Сон был иным, чужим. Он не плыл в привычном, туманном океане подсознания, а стоял, затерянный, в абсолютной, всепоглощающей пустоте космоса без звезд. Не было ни света, ни тьмы, ни верха, ни низа – лишь леденящее душу ощущение полного, безраздельного одиночества во Вселенной, затерянной песчинки на берегу вечности. И вдруг из этой бездны небытия на него уставился Взгляд. Тот самый омут, который он когда-то чувствовал в час суморочи в лесу и давно, как ему казалось, вытеснил в дальние, запечатанные уголки памяти. «Нечто». Оно не имело формы, но присутствовало всей гнетущей тяжестью вселенского безразличия и пристального, неумолимого, как тиски, любопытства.

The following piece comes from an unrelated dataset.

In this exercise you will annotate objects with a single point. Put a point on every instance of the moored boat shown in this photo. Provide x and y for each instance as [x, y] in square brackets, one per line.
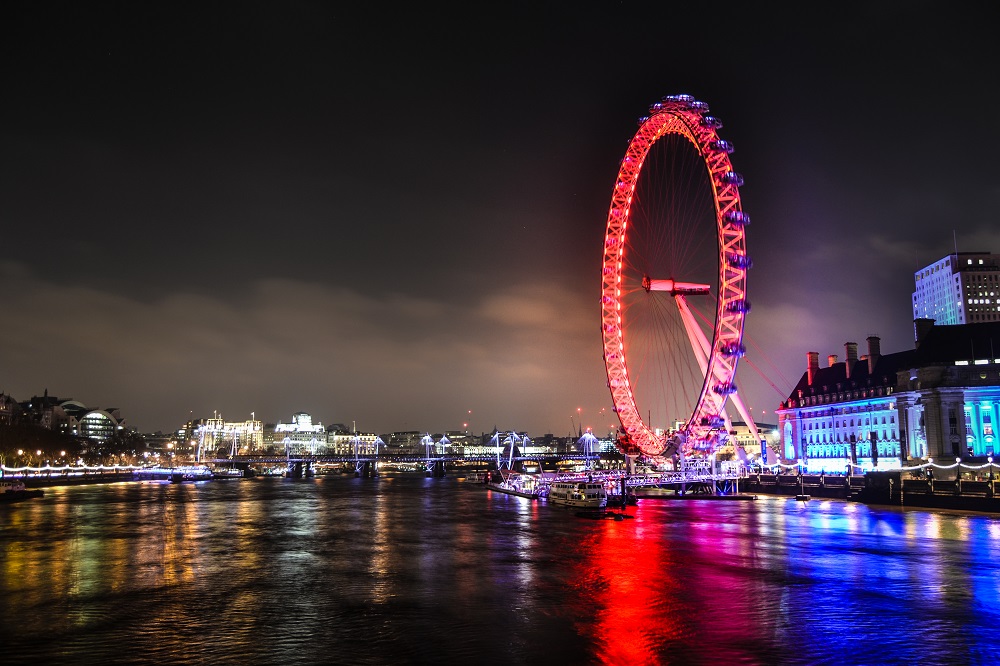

Ты наращиваешь связи, маленькая ветвь на древнем древе, – прозвучало в его сознании, подобно скрежету гигантских ледяных глыб, движущихся в глубине ледника. Ты впускаешь в себя мир. Ты становишься проводником. Антенной, что ловит шепот умирающих светил. Но мир болен, Салем. Его раны зияют, как кратеры на лике луны, а кровь – это яд Зон, отравляющий все живое. Ты станешь его частью. Или его лекарством? Выбор – иллюзия. Есть лишь путь.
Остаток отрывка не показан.